Earlier today, Kristen Bell shared a poignant, personal, and honest essay on Motto entitled “I’m Over Staying Silent About Depression.” And while this is not the first time Bell has spoken publicly about her depression and anxiety — just last month, the Bad Moms star opened up about her struggles during an interview on Off Camera with Sam Jones — Bell’s latest piece is so honest and candid it will leave you speechless. Because Bell’s essay proves depression knows no bounds, and reminds us that it can take on many forms.
“Here’s the thing,” she begins. “For me, depression is not sadness. It’s not having a bad day and needing a hug. It gave me a complete and utter sense of isolation and loneliness. Its debilitation was all-consuming, and it shut down my mental circuit board. I felt worthless, like I had nothing to offer, like I was a failure.”
But why is Bell being so open about her struggles now? One reason: to help others.
“I didn’t speak publicly about my struggles with mental health for the first 15 years of my career,” she continues. “[B]ut now I’m at a point where I don’t believe anything should be taboo. So here I am, talking to you about what I’ve experienced … [and] it’s important for me to be candid about this so people in a similar situation can realize that they are not worthless and that they do have something to offer. We all do.”

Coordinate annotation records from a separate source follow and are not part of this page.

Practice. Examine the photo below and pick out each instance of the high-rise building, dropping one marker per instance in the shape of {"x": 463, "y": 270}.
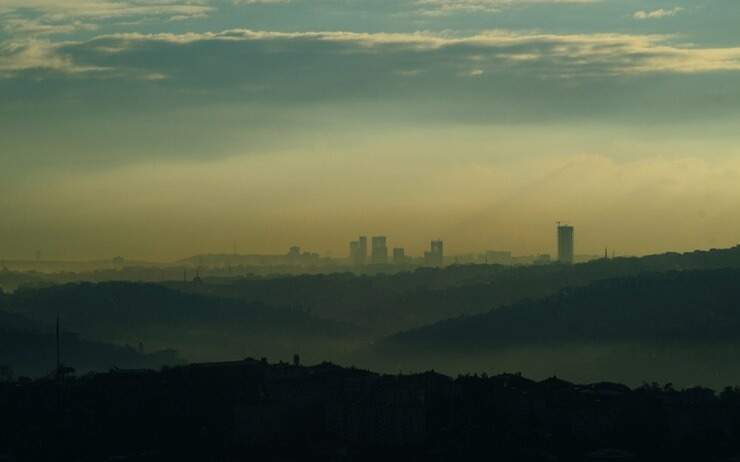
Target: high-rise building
{"x": 354, "y": 253}
{"x": 363, "y": 250}
{"x": 380, "y": 250}
{"x": 566, "y": 244}
{"x": 435, "y": 256}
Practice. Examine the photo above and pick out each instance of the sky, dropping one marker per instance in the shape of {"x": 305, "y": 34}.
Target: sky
{"x": 162, "y": 129}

As a writer and a mental health advocate myself — and a person who has struggled with depression for 17 years — I can totally relate. Because when you open up about your illness, it is liberating. When you open up about your illness, you feel less crazy. And when you open up about your illness (publicly or privately), you help others.
You will help others.
What’s more, the best way to fight the stigma is to stop the silence. Or as Bell wrote, realize “anyone can be affected.”

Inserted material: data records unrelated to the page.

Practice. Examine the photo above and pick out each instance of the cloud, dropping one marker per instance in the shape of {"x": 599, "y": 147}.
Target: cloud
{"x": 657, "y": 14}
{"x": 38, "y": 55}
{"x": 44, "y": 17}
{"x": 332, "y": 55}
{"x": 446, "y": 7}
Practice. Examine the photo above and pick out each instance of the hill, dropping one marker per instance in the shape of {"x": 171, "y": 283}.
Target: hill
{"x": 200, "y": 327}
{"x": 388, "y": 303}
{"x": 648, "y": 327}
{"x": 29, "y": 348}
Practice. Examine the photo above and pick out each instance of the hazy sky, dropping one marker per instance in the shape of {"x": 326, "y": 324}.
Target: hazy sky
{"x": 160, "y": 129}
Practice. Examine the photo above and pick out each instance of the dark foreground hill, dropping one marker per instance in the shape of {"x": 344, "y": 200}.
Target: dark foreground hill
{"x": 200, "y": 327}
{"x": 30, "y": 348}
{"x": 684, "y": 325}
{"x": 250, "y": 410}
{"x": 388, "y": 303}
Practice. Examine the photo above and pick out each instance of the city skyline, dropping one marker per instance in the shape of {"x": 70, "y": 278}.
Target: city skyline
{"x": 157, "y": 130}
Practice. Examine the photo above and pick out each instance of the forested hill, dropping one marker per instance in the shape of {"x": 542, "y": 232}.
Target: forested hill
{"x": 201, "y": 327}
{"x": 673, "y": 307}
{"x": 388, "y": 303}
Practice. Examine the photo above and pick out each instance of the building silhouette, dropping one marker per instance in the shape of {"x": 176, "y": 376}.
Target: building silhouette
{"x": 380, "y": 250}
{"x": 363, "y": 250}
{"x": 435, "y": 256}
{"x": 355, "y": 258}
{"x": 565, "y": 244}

“Anxiety and depression are impervious to accolades or achievements,” she shares. “[And] in fact, there is a good chance you know someone who is struggling with it since nearly 20% of American adults face some form of mental illness in their lifetime. So why aren’t we talking about it?”
Bell’s question is right on the money: Why are mental illnesses met with shame, guilt, and secrecy? Why do we judge those who are suffering? And why aren’t we talking about them — not only the illnesses, but the symptoms, the risk factors, and the various forms of treatment?

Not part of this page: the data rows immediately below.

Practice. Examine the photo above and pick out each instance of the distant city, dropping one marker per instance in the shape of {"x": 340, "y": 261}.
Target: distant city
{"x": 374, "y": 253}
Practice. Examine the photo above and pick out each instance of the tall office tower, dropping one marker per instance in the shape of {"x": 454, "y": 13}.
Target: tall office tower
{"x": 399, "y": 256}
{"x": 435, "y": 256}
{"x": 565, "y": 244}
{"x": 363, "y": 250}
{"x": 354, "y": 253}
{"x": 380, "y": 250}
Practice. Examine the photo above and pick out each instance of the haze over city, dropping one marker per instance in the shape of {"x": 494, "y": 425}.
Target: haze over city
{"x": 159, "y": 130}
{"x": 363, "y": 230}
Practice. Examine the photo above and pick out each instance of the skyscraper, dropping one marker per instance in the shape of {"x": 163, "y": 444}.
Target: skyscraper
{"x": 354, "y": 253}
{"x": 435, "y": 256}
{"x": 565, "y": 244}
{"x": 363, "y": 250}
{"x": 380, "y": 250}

Why aren’t we talking about mental health in the same matter of fact manner we use to talk about our physical health?
As she continues:
“If you tell a friend that you are sick, his first response is likely, ‘You should get that checked out by a doctor.’ Yet if you tell a friend you’re feeling depressed, he will be scared or reluctant to give you that same advice. [And] you know what? I’m over it.”
Of course, Bell’s essay also could not have come at a better time, as May 31 is the last day of Mental Health Awareness Month — a month which exists for the sole purpose of fighting the stigma, providing support, and educating the public. However, while Mental Health Awareness month is important today, what matters is that we keep this conversation going tomorrow. What matters is that we keep this conversation going next week. What matters is that we keep this conversation going next month, and well into next year.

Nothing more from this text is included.